Non era solo l'avvocato del tycoon, ma il suo "fixer", colui che "gestiva" le situazioni più difficili

Massimo JausbyMassimo Jaus
Atto primo della testimonianza chiave di Cohen: “Pagai Stormy Daniels per Trump”

Michael Cohen is questioned by prosecutor Susan Hoffinger before Justice Juan Merchan as former U.S. President Donald Trump watches i,n Manhattan state court in New York City, U.S. May 13, 2024 in this courtroom sketch. REUTERS/Jane Rosenberg

Time: 4 mins read

“Le accuse di Stormy Daniels avrebbero potuto essere catastrofiche per le aspirazioni presidenziali di Trump”. Così Michael Cohen, questa mattina dal banco dei testimoni, ha raccontato la sua verità sui tanti anni in cui è stato il “fixer”, l’uomo ombra, quello che risolveva i problemi di Donald Trump e per questo nominato vicepresidente della Trump Organization e vice presidente delle finanze del Republican National Committee. Ma il suo capo lo umiliava, non gli dava lo spazio per agire, voleva essere informato su tutto e, soprattutto, era taccagno e geloso.
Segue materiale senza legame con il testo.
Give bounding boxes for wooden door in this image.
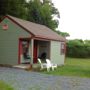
[33,41,37,63]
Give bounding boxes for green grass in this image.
[0,81,14,90]
[42,58,90,78]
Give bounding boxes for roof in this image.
[1,15,66,41]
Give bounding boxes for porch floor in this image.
[13,64,31,69]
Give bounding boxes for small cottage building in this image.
[0,15,66,65]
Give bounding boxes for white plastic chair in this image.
[38,58,47,70]
[46,59,57,71]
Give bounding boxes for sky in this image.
[52,0,90,40]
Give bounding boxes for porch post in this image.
[31,39,34,65]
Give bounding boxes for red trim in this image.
[0,15,34,36]
[34,36,65,42]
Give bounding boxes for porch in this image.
[18,39,50,66]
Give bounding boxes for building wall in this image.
[50,41,65,65]
[38,41,50,58]
[0,18,30,65]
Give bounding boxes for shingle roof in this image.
[6,15,66,41]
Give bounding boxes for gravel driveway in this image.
[0,67,90,90]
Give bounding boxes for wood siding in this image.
[0,18,31,65]
[50,41,65,65]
Un lungo tragitto, quello dell’avvocato Cohen, passato da fedelissimo assistente del bizzarro costruttore-showman televisivo e aspirante presidente a suo nemico giurato. Un radicale cambiamento di fede dopo che Trump lo ha incolpato per i pagamenti a Stormy Daniels affermando che lui non ne sapeva nulla e che se erano state fatte delle improprietà era solo colpa del suo avvocato. Accuse che hanno portato Cohen davanti alla Commissione d’inchiesta della Camera dove, ancora per difendere l’ex presidente, mentì. E da quella bugia gli inquirenti federali cominciarono a scavare sulle sue numerose attività. Alla fine venne condannato per violazione delle leggi federali sulla campagna elettorale, di cui ha beneficiato Trump, e per evasione fiscale per una società di taxi che aveva con il cognato. È finito in prigione ed è stato radiato dall’ordine degli avvocati. E da allora Cohen è diventato un nemico dichiarato dell’ex presidente.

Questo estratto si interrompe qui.